Es un hecho que lo conoce bien quien practica meditación: al recorrer con la conciencia cada parte del cuerpo, se alcanza a veces una intensidad en la percepción del propio organismo y de las propias emociones que es inimaginable para quien se encuentra en un estado de prisa (¡aunque fuese también deprisa para aprender a meditar!). Cuando uno se identifica completamente con las sensaciones individuales y las saborea a fondo, al abrir los ojos delante de un reloj (que funciona) se ve el segundero detenido: esto sucede porque la percepción del tiempo se ha alargado. Análogamente, el auténtico campeón de navegación a vela que en la regata se zambulle en un estado cercano a un trance, porque se compenetra totalmente con lo que está haciendo, vive un tiempo subjetivo larguísimo, tanto que mientras ejecuta un giro de botavara tiene la sensación de ver una película en cámara lenta, con todo el espacio necesario para efectuar cada fracción de la maniobra con el mayor cuidado. Lo mismo vale para el esquiador, para el piloto, para cualquier deportista que —en vez de llegar a la curva bajo presión y por lo tanto con un tiempo subjetivo reducidísimo— al estar en contacto con las propias sensaciones, tiene todo el tiempo para darse cuenta, para vivir la experiencia por un tiempo más largo y, por lo tanto, para hacer muchas más cosas o para hacerlas mejor.

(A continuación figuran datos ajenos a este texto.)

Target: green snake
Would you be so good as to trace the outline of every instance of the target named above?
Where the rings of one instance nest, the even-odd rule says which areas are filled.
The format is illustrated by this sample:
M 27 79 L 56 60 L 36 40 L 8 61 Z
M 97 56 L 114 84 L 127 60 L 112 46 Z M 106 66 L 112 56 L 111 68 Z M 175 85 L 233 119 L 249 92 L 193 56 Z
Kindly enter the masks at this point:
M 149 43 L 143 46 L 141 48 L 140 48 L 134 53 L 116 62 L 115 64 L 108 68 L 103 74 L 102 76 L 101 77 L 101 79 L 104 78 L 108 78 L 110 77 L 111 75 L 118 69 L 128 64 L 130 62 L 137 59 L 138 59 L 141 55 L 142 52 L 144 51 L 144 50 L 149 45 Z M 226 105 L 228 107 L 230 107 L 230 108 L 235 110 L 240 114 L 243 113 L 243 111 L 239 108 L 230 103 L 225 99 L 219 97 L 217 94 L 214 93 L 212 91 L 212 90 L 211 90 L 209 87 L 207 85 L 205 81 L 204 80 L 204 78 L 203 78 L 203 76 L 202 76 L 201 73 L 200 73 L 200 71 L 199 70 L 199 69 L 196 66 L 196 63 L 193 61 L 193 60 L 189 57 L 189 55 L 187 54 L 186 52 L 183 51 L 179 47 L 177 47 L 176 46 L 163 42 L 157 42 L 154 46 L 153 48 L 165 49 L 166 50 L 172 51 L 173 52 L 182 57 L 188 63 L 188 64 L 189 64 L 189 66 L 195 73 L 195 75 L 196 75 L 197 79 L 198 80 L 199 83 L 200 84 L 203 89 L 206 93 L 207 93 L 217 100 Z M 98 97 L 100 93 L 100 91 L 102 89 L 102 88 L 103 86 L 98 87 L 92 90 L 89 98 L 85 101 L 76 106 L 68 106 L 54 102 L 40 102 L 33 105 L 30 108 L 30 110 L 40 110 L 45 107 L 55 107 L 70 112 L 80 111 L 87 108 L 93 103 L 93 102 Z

Cuando la prisa es una constante en nuestra vida, tanto que nos hace perder la capacidad de reconocer sensaciones y necesidades importantes, el organismo se encuentra durante la mayor parte del tiempo en el estadio del sistema nervioso simpático —el de la emergencia— que no permite nunca la recuperación necesaria. Y esto, tarde o temprano, se paga. Es lo que ocurre sistemáticamente en algunas sociedades, donde desde niño es empujado a alcanzar antes de tiempo determinados objetivos —en el jardín de infantes, los niños son preparados para la primaria, en la primaria, para la secundaria y así sucesivamente—, con la única ventaja de permitirle a quien controla el juego, continuarlo.
Sólo bajando el ritmo uno puede realizar experiencias, mientras que, cuando uno permanece ensamblado en el mecanismo, no sabe a qué juego está jugando, qué cosa está comprando, por qué trabaja en cierta empresa, por qué o para quién estudia algo. A la inversa, cada vez que tenemos la sensación de haber hecho una experiencia, sentimos también que vale la pena vivir. Cuando sabemos que la vida que vivimos nos ayuda a tener experiencias, por lo tanto a crecer y a desarrollarnos como individuos, nuestra alma está viva. Y nuestra salud se ve afectada positivamente.
Acción y contemplación son, por lo tanto, dos funciones complementarias. Esta complementariedad no se puede disolver si no es al precio de una pérdida de su significado: la acción crea una mutación física, hace que ocurra algo, vemos los efectos, crea lo que definimos como experiencia. Pero sólo cuando es seguida por un estado de quietud que hace posible saborearla, dejar que sedimente dentro de nosotros y que se integre, la experiencia adquiriendo sentido y valor.